Samsung Galaxy S23 May Ditch Exynos Chips in Favor of Snapdragon Globally

Samsung has long partnered with Qualcomm on mobile technology, and the pair have just announced an expanded relationship. Not only will they maintain their patent licensing agreement through the end of the decade, but Samsung will use Qualcomm chips in more of its phones. That might mean Exynos haters will get their wish for a global Samsung flagship with Snapdragon instead of Exynos.
Most iterations of the Galaxy S family have been bifurcated — in North America, these phones rely on the latest Qualcomm Snapdragon ARM chips. For instance, the latest Galaxy S22 series has the Snapdragon 8 Gen 1. However, the global variant of Samsung’s flagships usually sport the latest Samsung Exynos chip — that’s the Exynos 2200 for the S22. This chip has almost the same CPU configuration with a Cortex X2, three Cortex A710s, and four Cortex A510s. For whatever reason, Samsung’s chip doesn’t perform as well, and Qualcomm’s Adreno GPU dominates the RDNA2-based Xclipse 920 in the Exynos.
The newly announced partnership is still a bit vague, and Samsung stopped short of explicitly confirming that it was ditching Exynos. However, it certainly sounds that way. During the Qualcomm earnings call, CEO Cristiano Amon noted the agreement means that Samsung will be “expanding the use of Snapdragon platforms for future premium Samsung Galaxy products globally.” This goes into effect next year, just in time for the Galaxy S23.

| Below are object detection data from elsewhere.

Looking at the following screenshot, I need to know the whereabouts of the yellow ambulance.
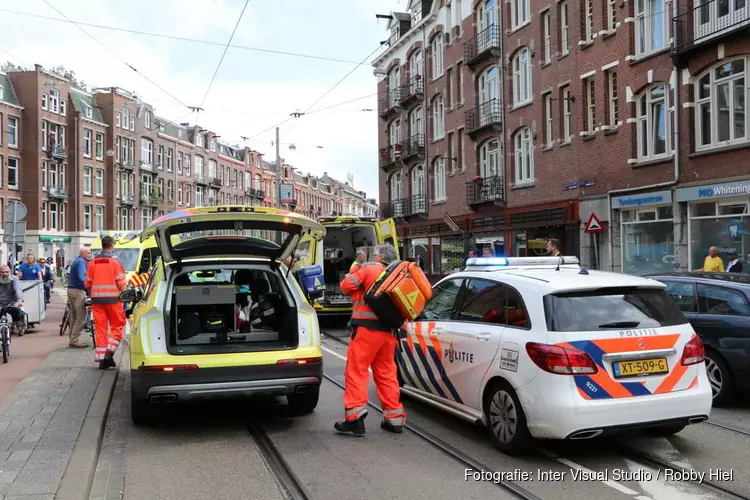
[292,215,400,316]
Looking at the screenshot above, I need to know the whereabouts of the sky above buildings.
[0,0,406,203]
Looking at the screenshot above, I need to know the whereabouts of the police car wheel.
[484,380,532,455]
[130,392,151,425]
[286,387,320,414]
[706,349,733,407]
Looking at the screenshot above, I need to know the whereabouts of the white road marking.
[556,458,650,500]
[320,344,656,500]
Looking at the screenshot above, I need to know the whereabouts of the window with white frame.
[430,33,445,80]
[583,0,594,42]
[513,127,534,184]
[635,0,671,56]
[607,0,617,31]
[695,58,750,149]
[432,156,447,201]
[542,93,554,147]
[83,167,93,195]
[96,206,104,231]
[96,132,104,160]
[513,47,531,106]
[558,0,570,55]
[542,10,552,64]
[7,116,18,148]
[510,0,531,29]
[83,205,94,232]
[583,75,596,134]
[432,95,445,140]
[83,129,93,158]
[96,168,104,196]
[8,158,21,189]
[636,83,672,160]
[607,70,620,127]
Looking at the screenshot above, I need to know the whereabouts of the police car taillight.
[680,337,706,366]
[526,342,599,375]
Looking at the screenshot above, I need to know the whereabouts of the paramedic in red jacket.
[334,245,406,436]
[85,236,127,370]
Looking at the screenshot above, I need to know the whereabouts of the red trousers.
[91,302,125,363]
[344,326,406,425]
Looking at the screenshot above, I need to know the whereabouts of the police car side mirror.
[296,265,326,301]
[120,288,141,302]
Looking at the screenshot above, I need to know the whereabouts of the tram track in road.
[321,330,541,500]
[247,422,313,500]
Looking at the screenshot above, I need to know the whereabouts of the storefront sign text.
[676,180,750,201]
[612,190,672,209]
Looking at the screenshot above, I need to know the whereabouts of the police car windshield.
[544,288,687,332]
[95,247,140,272]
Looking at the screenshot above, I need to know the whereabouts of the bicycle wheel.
[0,323,10,363]
[60,302,70,337]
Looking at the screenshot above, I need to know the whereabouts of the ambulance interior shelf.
[169,269,298,353]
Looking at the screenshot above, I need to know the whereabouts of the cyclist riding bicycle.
[0,264,26,337]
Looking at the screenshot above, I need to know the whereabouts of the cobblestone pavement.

This could be a rare instance of a business alliance that makes consumers happy. The Exynos system-on-a-chip (SoC) has most of the same bone stock ARM components as other mobile processors, but its performance, battery efficiency, and heat generation are worse than the corresponding Qualcomm parts. This has been true generation after generation, with the sole exception of 2015 when Qualcomm’s Snapdragon 810 had such severe heat issues that Samsung used the Exynos 7420 even in the US.
The situation is so bad that Samsung customers have started petitions asking for the company to stop using the Exynos SoC altogether. The almost 50,000 signatories to that petition might get their wish. Although, Qualcomm’s latest chips aren’t exactly bowling over picky smartphone consumers. The 8 Gen 1, based on Samsung’s 4nm process, exhibits higher heat and battery consumption than the last-gen Snapdragon 888. Early results from the 8+ Gen 1 with TSMC’s 4nm process are more encouraging. Should Samsung actually move all Galaxy S23 models to Qualcomm, we’d be looking at the Snapdragon 8 Gen 2, which will hopefully refine the formula further.